The World Wide Web as we know it is changing. The browser paradigm is sessionless, it has no concept of continuity. Web browsers limit us to simple one way file transfers, either by browsing or downloading. There is great demand for a true interactive web, some way to allow us to write documents across the web. A real Internet filesystem, one that is designed to span the huge distance of the Internet, must be able to deliver this ability. It must be able to deliver it with high speed and high security. Once in place, a real filesystem on the Internet, means that we will have an infinite hard disk to read and write from. It also means that the Network Computer, that much talked about machine that is simply a terminal accessing data somewhere on the net, can finally be a reality. An Internet filesystem will allow the high speed read and write access to documents anywhere in the net. One other feature of an Internet filesystem unavailable to web browsers is random access to files. A web browser (and FTP) can only read the entire contents of a file from beginning to end. With a filesystem, applications need only load those parts of a file that are required. The time and bandwidth saving implications of this are huge.
Traditionally, network filesystems have been used to achieve these features on local area networks. These network filesystems are inadequate in terms of speed and security when dealing with the Internet at large. To address this, protocols have been developed to allow high speed secure filesystem operations across the Internet. In particular, WebNFS and CIFS allow access to remote filesystems as if they were local.
There is a huge amount of literature available about NFS and SMB. In this article I do not describe their design or implementation details in any great length. Rather, I scrape the surface of their relative merits and touch on some of their more fundamental concepts.

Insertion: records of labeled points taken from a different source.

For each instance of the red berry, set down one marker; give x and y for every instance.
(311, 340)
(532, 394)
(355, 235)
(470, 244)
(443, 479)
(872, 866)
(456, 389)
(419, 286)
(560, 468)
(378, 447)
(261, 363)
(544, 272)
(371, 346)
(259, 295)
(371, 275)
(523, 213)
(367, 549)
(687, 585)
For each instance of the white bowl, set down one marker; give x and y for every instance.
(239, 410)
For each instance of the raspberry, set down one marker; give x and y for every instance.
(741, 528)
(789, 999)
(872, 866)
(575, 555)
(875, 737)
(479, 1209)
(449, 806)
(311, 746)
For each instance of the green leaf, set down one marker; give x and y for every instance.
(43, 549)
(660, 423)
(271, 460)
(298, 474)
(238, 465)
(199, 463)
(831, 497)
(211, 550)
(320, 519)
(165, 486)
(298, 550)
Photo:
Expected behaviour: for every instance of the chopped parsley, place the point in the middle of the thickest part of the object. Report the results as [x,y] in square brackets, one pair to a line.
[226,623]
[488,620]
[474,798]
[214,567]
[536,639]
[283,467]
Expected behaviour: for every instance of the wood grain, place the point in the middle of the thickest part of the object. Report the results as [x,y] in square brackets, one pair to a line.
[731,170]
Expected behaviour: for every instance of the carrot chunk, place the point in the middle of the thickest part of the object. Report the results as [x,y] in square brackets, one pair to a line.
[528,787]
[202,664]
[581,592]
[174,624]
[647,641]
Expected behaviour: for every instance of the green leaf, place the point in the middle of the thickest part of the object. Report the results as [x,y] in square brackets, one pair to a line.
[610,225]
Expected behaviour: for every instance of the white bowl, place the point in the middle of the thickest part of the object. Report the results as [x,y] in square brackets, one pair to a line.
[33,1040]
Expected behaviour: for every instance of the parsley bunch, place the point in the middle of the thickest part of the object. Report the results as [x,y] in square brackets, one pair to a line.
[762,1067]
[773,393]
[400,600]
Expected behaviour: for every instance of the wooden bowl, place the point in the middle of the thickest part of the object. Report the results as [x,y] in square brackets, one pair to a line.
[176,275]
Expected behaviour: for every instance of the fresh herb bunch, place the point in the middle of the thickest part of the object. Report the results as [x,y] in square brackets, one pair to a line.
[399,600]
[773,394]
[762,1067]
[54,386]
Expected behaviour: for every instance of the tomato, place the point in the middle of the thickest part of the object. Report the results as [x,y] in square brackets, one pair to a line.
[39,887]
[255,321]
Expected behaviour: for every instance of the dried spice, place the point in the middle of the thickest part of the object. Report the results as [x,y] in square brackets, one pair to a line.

Before the local area networks came into common use, offices and computer centres would be limited in terms of sharing files and resources. Some sites had a single large computer with many terminals connected directly to it, allowing users to share that single computer's resources and files. Other sites had several non-connected PCs and would be limited to transferring files by floppy disk. Usually, sites had a mixture of both. Obviously this was very inconvenient for users and administrators. In the "single large computer" scenario users were limited by the large computer. If this computer went down, had to be upgraded, etc. no work could be done by users. The PC scenario was a nightmare to administrate - system administrators had their hands full ensuring data and application consistency and integrity. As well, users were inconvenienced having to, say, copy files to a floppy so that they could take their document to the only PC connected to a printer to get a hard copy. Obviously some method of sharing not only data but entire filesystems, and the associated resources, had to be implemented.
Many resource sharing solutions have been implemented however two main solutions have taken root and stuck. These two solutions are SMB (Microsoft's Server Message Block protocol) and NFS (Sun Microsystems' Network File System).

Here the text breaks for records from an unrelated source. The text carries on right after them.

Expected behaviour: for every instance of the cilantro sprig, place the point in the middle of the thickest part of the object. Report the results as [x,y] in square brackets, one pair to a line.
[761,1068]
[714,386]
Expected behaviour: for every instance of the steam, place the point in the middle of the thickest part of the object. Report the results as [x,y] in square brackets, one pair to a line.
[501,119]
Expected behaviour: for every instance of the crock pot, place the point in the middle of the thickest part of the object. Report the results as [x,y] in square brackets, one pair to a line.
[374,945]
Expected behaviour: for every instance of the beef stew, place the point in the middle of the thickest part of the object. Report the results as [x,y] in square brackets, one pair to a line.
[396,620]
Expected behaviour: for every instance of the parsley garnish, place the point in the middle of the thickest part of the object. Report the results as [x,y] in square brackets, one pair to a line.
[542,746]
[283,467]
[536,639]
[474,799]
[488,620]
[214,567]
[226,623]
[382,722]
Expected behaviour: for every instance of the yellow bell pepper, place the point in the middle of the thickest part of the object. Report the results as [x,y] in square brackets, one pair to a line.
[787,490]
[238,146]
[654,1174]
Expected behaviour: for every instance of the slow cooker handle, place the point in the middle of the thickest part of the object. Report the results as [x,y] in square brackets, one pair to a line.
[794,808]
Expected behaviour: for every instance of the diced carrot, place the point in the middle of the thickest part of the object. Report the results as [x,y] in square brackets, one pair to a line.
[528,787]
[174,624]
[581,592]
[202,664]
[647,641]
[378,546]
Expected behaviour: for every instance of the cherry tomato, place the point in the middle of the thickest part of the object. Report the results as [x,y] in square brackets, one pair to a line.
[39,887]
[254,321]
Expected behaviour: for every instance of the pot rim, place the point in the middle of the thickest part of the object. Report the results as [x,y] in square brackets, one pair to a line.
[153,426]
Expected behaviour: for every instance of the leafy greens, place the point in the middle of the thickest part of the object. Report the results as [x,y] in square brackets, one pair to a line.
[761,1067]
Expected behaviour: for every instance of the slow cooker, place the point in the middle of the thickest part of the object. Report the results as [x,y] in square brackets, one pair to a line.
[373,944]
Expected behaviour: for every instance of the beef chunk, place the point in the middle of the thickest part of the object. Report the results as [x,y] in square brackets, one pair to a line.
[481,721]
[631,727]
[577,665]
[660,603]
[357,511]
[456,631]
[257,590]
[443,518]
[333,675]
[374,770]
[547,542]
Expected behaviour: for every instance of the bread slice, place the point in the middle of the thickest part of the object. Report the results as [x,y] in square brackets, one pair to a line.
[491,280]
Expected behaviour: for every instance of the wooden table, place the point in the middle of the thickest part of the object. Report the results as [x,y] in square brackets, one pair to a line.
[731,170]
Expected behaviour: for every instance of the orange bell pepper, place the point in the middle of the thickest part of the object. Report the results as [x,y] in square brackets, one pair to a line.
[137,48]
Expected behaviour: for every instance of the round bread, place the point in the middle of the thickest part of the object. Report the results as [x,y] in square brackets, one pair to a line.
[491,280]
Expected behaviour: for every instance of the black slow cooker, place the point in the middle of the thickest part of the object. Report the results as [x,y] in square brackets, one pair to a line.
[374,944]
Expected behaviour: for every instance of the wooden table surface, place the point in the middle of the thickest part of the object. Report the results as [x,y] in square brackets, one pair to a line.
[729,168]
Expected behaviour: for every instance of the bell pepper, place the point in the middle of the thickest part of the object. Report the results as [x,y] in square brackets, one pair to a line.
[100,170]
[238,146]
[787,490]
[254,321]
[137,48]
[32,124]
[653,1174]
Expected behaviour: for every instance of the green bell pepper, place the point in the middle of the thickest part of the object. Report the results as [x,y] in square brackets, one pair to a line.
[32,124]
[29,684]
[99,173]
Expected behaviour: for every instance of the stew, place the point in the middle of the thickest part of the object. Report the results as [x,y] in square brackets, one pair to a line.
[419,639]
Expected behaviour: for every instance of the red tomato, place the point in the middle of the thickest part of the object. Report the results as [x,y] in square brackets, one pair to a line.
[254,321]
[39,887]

The Network File System (NFS) protocol is a mechanism allowing clients to transparently access files and filesystems on remote servers. It is independent of architecture, operating system, network and transport protocols. NFS was released to the world at large in 1985. This release was NFS version 2. NFS is shipped with almost every UNIX system and implementations exist for nearly every computing platform in use from desktop computers to supercomputers. Since its release, NFS has become a de facto standard and it is estimated to be used by over ten million systems. The latest version of NFS is version 3, released in 1994.
The NFS protocol follows the client server architecture. Simply, clients request files from an NFS server. The server responds by returning a file handle to the client.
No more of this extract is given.